10 de maio de 2010

À mão de ler (17)

«A procissão avançou em silêncio; só se ouvia o chiar das rodas e as pisadas surdas dos animais. Mais adiante, quando o circo já se perdia atrás de uma lomba, escutaram-se as trombetas da Orquestra Festival, outra vez com a Marcha de Zacatecas. A Natanael pareceu-lhe que uma marcha era demasiado festiva para uma despedida e pensou num tango.
– Lentas, tristes, torpes, muito contrariadas, partem as carretas da caravana…
E Hércules rematou, desafinado:
– Nada mais triste do que a tristeza deixada pelo circo quando parte.

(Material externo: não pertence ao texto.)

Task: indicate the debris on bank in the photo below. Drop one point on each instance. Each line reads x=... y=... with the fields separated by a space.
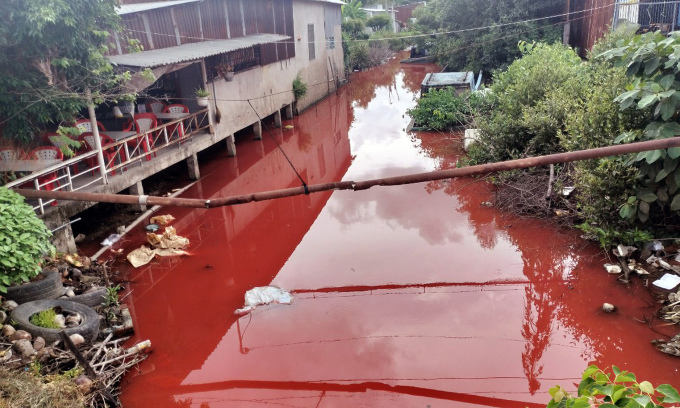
x=50 y=367
x=167 y=244
x=659 y=267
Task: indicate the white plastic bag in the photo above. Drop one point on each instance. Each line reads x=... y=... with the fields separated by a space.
x=264 y=295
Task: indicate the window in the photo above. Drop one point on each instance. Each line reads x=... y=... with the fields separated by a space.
x=310 y=36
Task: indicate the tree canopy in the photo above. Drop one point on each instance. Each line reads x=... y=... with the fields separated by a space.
x=50 y=52
x=489 y=48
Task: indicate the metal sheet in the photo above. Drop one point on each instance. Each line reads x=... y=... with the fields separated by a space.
x=448 y=79
x=136 y=8
x=190 y=52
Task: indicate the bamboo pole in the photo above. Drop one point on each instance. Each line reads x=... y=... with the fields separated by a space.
x=360 y=185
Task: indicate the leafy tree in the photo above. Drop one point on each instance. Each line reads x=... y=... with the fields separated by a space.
x=352 y=10
x=51 y=51
x=490 y=48
x=652 y=61
x=379 y=22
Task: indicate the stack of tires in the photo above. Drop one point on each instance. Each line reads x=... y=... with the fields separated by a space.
x=35 y=297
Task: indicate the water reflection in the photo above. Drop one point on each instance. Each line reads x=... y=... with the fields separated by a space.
x=405 y=296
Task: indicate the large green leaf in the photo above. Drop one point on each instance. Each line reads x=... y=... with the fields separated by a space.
x=669 y=129
x=670 y=394
x=627 y=211
x=647 y=100
x=675 y=204
x=673 y=152
x=647 y=196
x=653 y=156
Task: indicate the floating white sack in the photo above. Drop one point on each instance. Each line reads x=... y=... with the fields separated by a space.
x=264 y=295
x=667 y=281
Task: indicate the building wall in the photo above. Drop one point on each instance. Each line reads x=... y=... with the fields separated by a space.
x=590 y=21
x=269 y=87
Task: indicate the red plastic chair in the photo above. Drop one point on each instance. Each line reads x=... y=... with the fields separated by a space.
x=155 y=107
x=109 y=153
x=11 y=153
x=143 y=123
x=47 y=153
x=177 y=108
x=86 y=126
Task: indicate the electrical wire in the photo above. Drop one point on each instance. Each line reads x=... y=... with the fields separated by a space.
x=492 y=26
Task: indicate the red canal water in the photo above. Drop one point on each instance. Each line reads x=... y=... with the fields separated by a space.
x=410 y=296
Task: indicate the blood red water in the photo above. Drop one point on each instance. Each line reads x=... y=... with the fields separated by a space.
x=404 y=296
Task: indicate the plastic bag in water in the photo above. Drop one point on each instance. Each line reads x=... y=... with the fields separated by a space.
x=264 y=295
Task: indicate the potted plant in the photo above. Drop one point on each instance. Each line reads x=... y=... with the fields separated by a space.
x=202 y=97
x=227 y=71
x=21 y=254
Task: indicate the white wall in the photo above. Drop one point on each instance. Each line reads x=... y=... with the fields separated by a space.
x=270 y=87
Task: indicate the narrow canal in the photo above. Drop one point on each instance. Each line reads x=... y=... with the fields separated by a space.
x=410 y=296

Barbarela fechou-se em si mesma; passava da raiva para a desolação como o vaivém de um pêndulo. Apertou os punhos, virou-os para cima e disse quase sem alento:
– Pensei que poderia ganhar-te, pelo menos uma vez.
Pôs-se a caminhar, muito lentamente, pela mesma rota por onde partiu o Grande Circo Irmãos Mantecón.

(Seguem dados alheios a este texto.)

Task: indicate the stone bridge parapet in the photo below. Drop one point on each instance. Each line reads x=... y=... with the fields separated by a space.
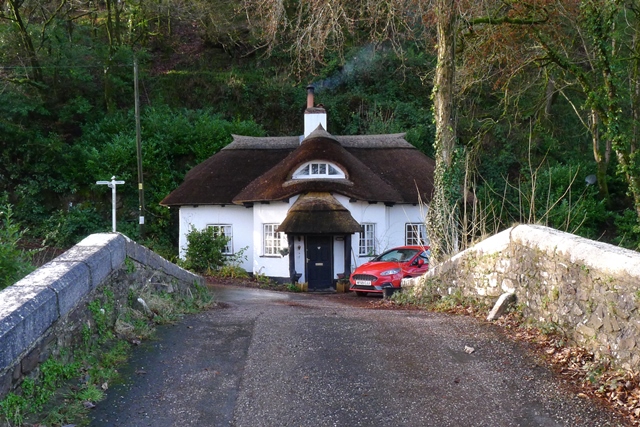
x=41 y=312
x=589 y=289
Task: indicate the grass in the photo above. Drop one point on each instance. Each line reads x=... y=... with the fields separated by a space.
x=68 y=385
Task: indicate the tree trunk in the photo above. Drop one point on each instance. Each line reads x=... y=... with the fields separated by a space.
x=442 y=219
x=36 y=72
x=602 y=160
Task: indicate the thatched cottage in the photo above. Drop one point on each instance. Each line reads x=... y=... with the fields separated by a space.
x=309 y=208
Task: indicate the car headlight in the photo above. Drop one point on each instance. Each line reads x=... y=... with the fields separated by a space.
x=390 y=272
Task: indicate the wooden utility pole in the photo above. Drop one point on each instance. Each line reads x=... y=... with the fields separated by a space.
x=139 y=148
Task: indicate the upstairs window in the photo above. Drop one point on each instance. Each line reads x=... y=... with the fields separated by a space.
x=415 y=234
x=313 y=170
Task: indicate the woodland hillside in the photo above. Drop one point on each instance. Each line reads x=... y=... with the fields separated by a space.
x=530 y=106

– Pelo menos ficou a conhecer a história toda dos meus antepassados.
Hércules e Natanael observaram-na com um pouco de pena, sabendo bem que o circo lhe levava demasiada vantagem, mas não procuraram alcançá-la nem dissuadi-la. Bastou-lhes cruzar os braços.
– A puta e o cura – disse Hércules –, bonita aldeia.

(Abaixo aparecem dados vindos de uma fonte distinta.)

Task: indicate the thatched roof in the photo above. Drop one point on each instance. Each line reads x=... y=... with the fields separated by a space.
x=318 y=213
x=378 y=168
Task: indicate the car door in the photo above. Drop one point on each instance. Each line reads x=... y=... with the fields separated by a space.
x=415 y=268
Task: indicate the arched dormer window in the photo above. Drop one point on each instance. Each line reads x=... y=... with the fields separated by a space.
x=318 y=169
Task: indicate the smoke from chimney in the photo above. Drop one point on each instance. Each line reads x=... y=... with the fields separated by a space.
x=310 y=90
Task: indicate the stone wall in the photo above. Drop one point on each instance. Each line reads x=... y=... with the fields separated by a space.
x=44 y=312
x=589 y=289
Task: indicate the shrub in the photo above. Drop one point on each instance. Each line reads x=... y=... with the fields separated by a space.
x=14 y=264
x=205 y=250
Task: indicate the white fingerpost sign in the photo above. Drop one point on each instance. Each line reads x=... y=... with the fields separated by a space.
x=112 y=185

Sem fazer ideia do que fazer ou que dizer, Natanael deu-lhe um abraço, e deu-se imediatamente conta de que a diferença de estaturas dava algo perverso àquela manifestação de irmandade. Hércules apontou para o relógio da igreja; viu o ponteiro órfão, o mostrador manchado de ferrugem.
– É a mesma hora de quando chegámos – disse –. A mesma hora de sempre.
Deixou cair a sua sanita e ouviu-a quebrar-se. Já não se importou.
Natanael sentiu compaixão por aquela imensa massa de carnes, tão poderosa e tão desamparada. Pegou na mão do homem forte, da puta, da morsa.
– Vem comigo.
Hércules deixou-se conduzir, indiferente. Avançaram para a igreja, sem sino, sem cruzes, sem fé, sem esperança, sem nada; e subiram as escadas do átrio. Antes de entrar, deram meia volta. Santa Maria do Circo brilhava como um cenário de uma guerra perdida. Timoteo de Roncesvalles ou José María Bocanegra era o símbolo da devastação, meio submerso numa água suja e babadas de animais e sangrenta de marrano; a casa queimada do um, dois, três, então destruída e agora destruída; o mosquedo a rondar a casa de Mágala, apoderando-se do lugar; uma cova inútil de churrasco, uma língua atirada para qualquer lado, uma grelha com cinzas que já não cozinharam nada; a sanita de porcelana, quebrada, inútil, tombada de lado, como podre fruto proibido mordido. Pela rua avançava um fio de pó, empurrado pelo vento, e pouco a pouco ia cobrindo as marcas do circo, da vida que se foi por esse caminho rumo sabe-se lá aonde com a solenidade de um cortejo fúnebre. O anão apertou a mão porque sentiu que Hércules lha soltava, e puxou-o para o acesso da igreja, um focinho negro a regurgitar a desolação dos bancos vazios, do confessionário sem pecados e de um altar como mesa de sacrifícios.
– Onde me levas? – perguntou Hércules, receoso do momento e ainda mais do futuro.
Mas, finalmente, deixou-se levar por aquela mão pequena de mulher gorda que o conduzia para dentro.
– Anda, putita – ordenou o anão enquanto fechava o portão, enquanto fechava aquele focinho faminto para os engolir para sempre na sua escuridão de sepulcro –. Anda, putita – repetiu –, vamos para o diabo.»
[David Toscana, Santa Maria do Circo, Colecção Ovelha Negra / Oficina do Livro, Abril 2010;
gravura: A prostituta e o gigante sentados sobre o monstro de dez chifres e sete cabeças (que antes era o carro), que representa a Igreja. (Canto XXXII). Ilustração de Gustave Doré (século XIX).]